DUF1220 Domain Copy Number

DUF1220 is a 65 amino acid protein domain that has undergone a striking human specific copy number expansion, resulting in the addition of over 80 new copies of the domain in humans compared to chimps. DUF1220 copy number increases as a function of a species' evolutionary proximity to humans with a trend of 28 copies being added every million years. The greatest number of copies (>270) is found in human while mice and rats have only 1 copy.
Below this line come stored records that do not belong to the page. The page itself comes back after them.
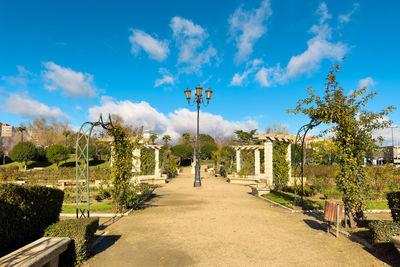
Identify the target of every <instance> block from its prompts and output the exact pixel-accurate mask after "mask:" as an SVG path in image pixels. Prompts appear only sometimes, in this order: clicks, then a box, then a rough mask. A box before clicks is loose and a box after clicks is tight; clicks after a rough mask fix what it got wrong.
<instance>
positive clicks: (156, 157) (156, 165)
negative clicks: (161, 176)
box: [100, 138, 163, 177]
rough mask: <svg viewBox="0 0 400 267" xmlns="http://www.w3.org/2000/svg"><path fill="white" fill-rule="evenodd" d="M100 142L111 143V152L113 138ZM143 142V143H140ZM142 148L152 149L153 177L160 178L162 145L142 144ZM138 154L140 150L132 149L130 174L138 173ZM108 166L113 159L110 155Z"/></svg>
mask: <svg viewBox="0 0 400 267" xmlns="http://www.w3.org/2000/svg"><path fill="white" fill-rule="evenodd" d="M100 141H102V142H107V143H111V151H113V147H114V146H113V145H112V143H113V141H114V140H113V138H102V139H100ZM141 142H143V141H141ZM143 147H144V148H147V149H152V150H154V159H155V162H156V164H155V167H154V176H155V177H161V172H160V150H161V149H162V147H163V145H153V144H147V143H144V144H143ZM140 154H141V150H140V149H137V148H136V149H134V150H133V152H132V155H133V159H132V165H133V166H132V172H133V173H140V165H141V162H140ZM110 165H111V166H112V165H113V157H112V153H111V158H110Z"/></svg>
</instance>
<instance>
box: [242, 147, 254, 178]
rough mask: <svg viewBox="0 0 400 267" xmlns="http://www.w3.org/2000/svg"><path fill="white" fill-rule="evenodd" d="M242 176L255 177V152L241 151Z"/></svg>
mask: <svg viewBox="0 0 400 267" xmlns="http://www.w3.org/2000/svg"><path fill="white" fill-rule="evenodd" d="M240 164H241V169H240V172H239V175H240V176H248V175H254V151H253V150H241V151H240Z"/></svg>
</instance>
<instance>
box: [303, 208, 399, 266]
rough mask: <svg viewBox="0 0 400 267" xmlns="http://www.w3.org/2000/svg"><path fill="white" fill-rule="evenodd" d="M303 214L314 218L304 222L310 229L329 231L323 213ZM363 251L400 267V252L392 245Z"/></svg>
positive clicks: (377, 257) (384, 261) (367, 249)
DUF1220 sequences have also undergone recent positive selection and, while widely expressed, show high levels of expression in the fetal brain (Diskin et al. 2009) and in neurons (Popesco et al. 2006). The DUF1220 copy number in creases in humans involved both domain amplification and gene duplication (NBPF family), with the great majority of copies mapping to the 1q21.1 region. 1q21.1 CNVs that either flank or encompass DUF1220 domains have been implicated in a large number of diseases including microcephaly and macrocephaly (Brunetti-Pierri et al. 2008; Mefford et al. 2008), autism (Autism Genome Project Consortium 2008), schizophrenia (ISC 2008), heart disease (Mefford et al. 2008) and neuroblastoma (Diskin et al. 2009; Vandepoele et al. 2005). A model has been proposed linking the rapid increase in DUF1220 copy number with  the high number of disease-related CNVs in the 1q21.1 region (Dumas and Sikela 2009). The fact that the deletions and duplications of DUF1220-containing (or flanking) 1q21.1 sequences have been implicated in microcephaly and macrocephaly, respectively (Brunetti-Pierri et al. 2008; Mefford et al. 2008) has been used to support the view that DUF1220 copy number may be directly related to human brain size both within the human species as well as across human, primate, and mammalian evolution (Dumas and Sikela 2009). More recent worked has confirmed that DUF1220 copy number is associated with brain size pathology in pediatric populations (Dumas et al 2012).